Revenues (Quoted in Singapore Dollars)

Group revenue rose $745 million (+8.9%) to $9,162 million, with the $1,571 million (+26.3%) increase in passenger flown revenue to $7,550 million partially offset by a $1,039 million (-49.5%) decline in cargo flown revenue to $1,060 million. *All quoted Figures are in Singapore Dollars

All figures in Singapore Dollars

Expenditure increased by $427 million (+5.9%) to $7,609 million, with the rise in non-fuel expenditure of $840 million (+18.7%) partially offset by a $413 million decrease (-15.3%) in net fuel cost. Net fuel cost fell to $2,283 million mainly due to a 29.2% decrease in fuel prices (-$1,077 million), despite higher volume uplifted (+$566 million) and lower fuel hedging gain (+$173 million). The 18.7% increase in non-fuel
expenditure was in-line with the 19.9% increase in overall passenger and cargo capacity.

Overall, the Group recorded an operating profit of $1,554 million, $320 million higher than a year before.

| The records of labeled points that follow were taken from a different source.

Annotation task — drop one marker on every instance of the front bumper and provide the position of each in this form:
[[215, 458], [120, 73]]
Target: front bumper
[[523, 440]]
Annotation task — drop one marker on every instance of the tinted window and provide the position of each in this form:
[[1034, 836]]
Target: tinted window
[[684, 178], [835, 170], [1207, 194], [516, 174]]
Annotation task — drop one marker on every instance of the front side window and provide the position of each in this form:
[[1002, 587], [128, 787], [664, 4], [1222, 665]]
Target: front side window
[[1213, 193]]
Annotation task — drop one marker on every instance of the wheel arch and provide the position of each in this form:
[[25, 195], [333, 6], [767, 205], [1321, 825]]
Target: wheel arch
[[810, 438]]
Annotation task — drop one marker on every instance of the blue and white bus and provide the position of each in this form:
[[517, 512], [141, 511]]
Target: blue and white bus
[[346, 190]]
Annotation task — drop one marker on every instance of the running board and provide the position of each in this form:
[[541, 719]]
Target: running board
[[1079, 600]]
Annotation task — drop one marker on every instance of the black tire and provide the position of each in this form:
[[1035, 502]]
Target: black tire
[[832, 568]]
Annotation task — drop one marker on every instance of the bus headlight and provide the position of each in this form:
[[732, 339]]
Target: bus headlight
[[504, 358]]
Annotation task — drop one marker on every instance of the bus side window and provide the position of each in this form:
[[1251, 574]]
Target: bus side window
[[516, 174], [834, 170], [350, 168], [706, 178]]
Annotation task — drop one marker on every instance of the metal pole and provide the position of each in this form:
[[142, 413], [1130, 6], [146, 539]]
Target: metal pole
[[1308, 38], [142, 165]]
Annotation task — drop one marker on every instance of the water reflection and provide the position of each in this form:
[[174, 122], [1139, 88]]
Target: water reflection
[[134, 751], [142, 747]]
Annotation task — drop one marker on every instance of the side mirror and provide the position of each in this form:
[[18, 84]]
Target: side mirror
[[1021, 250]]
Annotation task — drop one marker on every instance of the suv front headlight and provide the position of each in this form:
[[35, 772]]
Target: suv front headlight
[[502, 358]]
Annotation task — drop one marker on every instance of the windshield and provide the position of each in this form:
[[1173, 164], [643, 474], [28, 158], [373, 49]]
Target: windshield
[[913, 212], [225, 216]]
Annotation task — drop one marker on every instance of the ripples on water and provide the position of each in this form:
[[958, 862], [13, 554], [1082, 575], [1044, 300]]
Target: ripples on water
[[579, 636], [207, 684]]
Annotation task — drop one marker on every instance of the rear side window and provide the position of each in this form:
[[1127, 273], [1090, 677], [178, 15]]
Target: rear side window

The Group posted a net profit of $1,441 million, $514 million more than the previous year (+55.4%), on the strong operating performance. The improvement in the bottom line was also aided by the net interest income versus net finance charges last year (+$222 million) and share of profits versus share of losses of associated companies last year (+$87 million), partially offset by a higher tax expense (-$118 million).